In the heat of the debate over the dangerous details of S.1722, the relationship between its substance and its ambitious approach has often gone unnoticed. Its comprehensive or "omnibus" format for criminal law reform was endorsed by the National Commission on Reform of Federal Criminal Laws in 1971. Every bill mentioned earlier was comprehensive. Each reworte all the federal criminal laws, revamped the entire federal sentencing system, redefined the terminology describing the necessary "states of mind," and provided a new format for the exercise of federal law enforcement powers. To gain bipartisan support for such a vast undertaking, the drafters incorporated substantive changes in the law which may not have represented the soundest criminal justice policy but which did satisfy the special interests of a variety of political perspectives.
Most of S.1722's critics, while generally supportive of criminal law reform, now recognize that some of S.1722's flaws are a result of its omnibus nature. They join the House Judiciary subcommittee on Criminal Justice in the 95th Congress, which unanimously rejected S.1437, in recommending the more measured and careful "incremental" or issue-by-issue approach to reform.
Such an approach can be free of the legislative horse-trading that characterized the drafting of S.1722 and its predecessors. While political compromises are basic to the legislative process, the propriety of trade-offs depends upon the impact of an issue on our society. Omnibus tax or civil service reform bills are appropriately subject to political bargaining. Criminal law revision is not. Compromises needed to pass an omnibus tax code, for instance, do not usually result in the loss of individual liberty through imprisonment. Changes in criminal laws do. Agreements made to enact civil service reform legislation rarely undermine cornerstones of our legal and constitutional system. "Reforms," such as preventive detention, incorporated into S.1722 because of political expediency, will.
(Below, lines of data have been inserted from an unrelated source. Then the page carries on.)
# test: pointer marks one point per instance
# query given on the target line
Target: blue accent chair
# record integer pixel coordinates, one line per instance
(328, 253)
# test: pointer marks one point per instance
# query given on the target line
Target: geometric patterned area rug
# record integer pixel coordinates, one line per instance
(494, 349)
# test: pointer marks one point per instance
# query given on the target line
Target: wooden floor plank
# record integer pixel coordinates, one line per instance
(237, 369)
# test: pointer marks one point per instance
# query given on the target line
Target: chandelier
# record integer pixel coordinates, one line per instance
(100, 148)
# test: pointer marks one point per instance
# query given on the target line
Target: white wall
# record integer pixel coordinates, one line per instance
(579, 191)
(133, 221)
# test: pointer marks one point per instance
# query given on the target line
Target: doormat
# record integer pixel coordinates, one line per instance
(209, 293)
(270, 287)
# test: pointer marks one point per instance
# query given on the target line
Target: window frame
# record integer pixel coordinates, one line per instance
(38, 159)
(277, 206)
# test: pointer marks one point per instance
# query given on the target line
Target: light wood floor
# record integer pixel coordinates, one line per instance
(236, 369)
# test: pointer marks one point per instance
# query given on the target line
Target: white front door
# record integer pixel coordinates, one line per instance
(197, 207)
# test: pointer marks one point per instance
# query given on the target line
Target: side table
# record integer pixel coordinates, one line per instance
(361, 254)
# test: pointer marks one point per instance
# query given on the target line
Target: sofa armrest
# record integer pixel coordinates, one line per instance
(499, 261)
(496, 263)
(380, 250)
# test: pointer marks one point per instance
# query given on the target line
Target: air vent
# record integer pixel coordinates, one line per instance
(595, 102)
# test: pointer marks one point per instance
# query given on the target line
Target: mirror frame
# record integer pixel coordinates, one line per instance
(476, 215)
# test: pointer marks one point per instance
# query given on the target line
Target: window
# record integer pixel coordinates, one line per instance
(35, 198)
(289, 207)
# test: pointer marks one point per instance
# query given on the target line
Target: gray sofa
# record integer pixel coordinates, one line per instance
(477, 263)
"Federal criminal laws," according to the 1978 Criminal Justice Subcommittee, "ought not to be the product of extensive horse-trading." Yet that is precesely what S.1722 is. By offering changes in the law desired by particular interest groups, the sponsors hoped to create a commitment ot passage of the entire package, regardless of the impact of the rest of the bill.
In fact, because of the breadth of this legislation, its true impact probably cannot be known before enactment and implementation. Certainly in the limited time left to this Congress, there will not be the opportunity to scrutinize each provision, to measure its political, constitutional, and financial effect, and to ensure that it represents good public policy.
More likely, House and Senate consideration of H.R.6915 and S.1722 will resemble the Senate's passage of S.1437. The debate will be hurried and poorly attended, replete with backroom bargains over controversial issues and last-minute amendments to satisfy an intransigent faction or to score political points in a tough election year. The long-term consequences of the legislation will be forgotten in the rush to finally resolve this complex issue.
Will it lead to an increase in our federa l prison propulation? Will it shift the balance of law enforcement from state and lcoal to federal authorities? Will it erode freedoms guaranteed by our Bill of Rights? Those questions ought to be raised any time frederal criminal laws are rewritten. They can best be answered when the proposed revisions are limited enough in scope to allow for thoughtful analysis and agreed to on their individual merits rather than as part of a surprise package of unknown quantities.